The numbers behind the trend
Central bank gold buying has run well above historical norms for three consecutive years.
The all-time high was set in 2022 at 1,136 tonnes, the largest net purchase figure recorded since 1950. While 2025 came in lower at 863 tonnes, that figure still exceeded the 2010-2021 annual average of 473 tonnes by nearly double.
Even with buying moderating at higher price levels, the structural case for continued accumulation remains intact. A World Gold Council survey found that 95% of central bank respondents expect global gold reserves to increase over the next 12 months.
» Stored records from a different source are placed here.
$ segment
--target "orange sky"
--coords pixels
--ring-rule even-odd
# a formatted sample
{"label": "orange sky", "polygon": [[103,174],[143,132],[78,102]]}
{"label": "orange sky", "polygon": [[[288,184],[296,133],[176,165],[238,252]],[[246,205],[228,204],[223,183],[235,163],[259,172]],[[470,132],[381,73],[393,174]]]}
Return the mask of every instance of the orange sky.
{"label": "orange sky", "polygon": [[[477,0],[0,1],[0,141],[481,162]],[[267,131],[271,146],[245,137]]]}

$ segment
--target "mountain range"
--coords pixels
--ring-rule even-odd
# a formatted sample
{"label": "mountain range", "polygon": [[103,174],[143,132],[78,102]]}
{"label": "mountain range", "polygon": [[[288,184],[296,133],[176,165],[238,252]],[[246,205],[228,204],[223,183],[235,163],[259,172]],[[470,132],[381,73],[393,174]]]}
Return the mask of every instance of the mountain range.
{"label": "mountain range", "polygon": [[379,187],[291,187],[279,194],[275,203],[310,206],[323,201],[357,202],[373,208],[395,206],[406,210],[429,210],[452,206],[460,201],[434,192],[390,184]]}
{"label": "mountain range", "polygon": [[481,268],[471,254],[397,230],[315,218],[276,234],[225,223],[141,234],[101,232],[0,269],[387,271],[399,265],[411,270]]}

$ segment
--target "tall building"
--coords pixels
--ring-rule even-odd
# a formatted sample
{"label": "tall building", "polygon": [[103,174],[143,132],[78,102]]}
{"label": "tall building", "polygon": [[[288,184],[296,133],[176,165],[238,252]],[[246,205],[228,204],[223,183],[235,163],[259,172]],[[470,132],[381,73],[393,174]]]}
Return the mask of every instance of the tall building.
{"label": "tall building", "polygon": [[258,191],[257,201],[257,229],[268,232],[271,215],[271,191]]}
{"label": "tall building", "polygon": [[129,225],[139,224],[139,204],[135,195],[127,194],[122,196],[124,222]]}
That level of institutional consensus is unusual and worth taking seriously.
Who is buying and why
The buyer list spans continents. Poland added 102 tonnes in 2025 alone and has publicly stated a target of holding gold at 30% of total reserves. China has been a consistent buyer since the 2024 U.S. election, signaling a strategic intent to reduce reliance on Treasury assets.
Several emerging-market central banks across Asia and Eastern Europe have joined the trend as well.
The motivations differ by country, but a common thread runs through most of them: a desire to hold an asset that carries no counterparty risk and cannot be frozen, sanctioned, or devalued by another government's policy decision.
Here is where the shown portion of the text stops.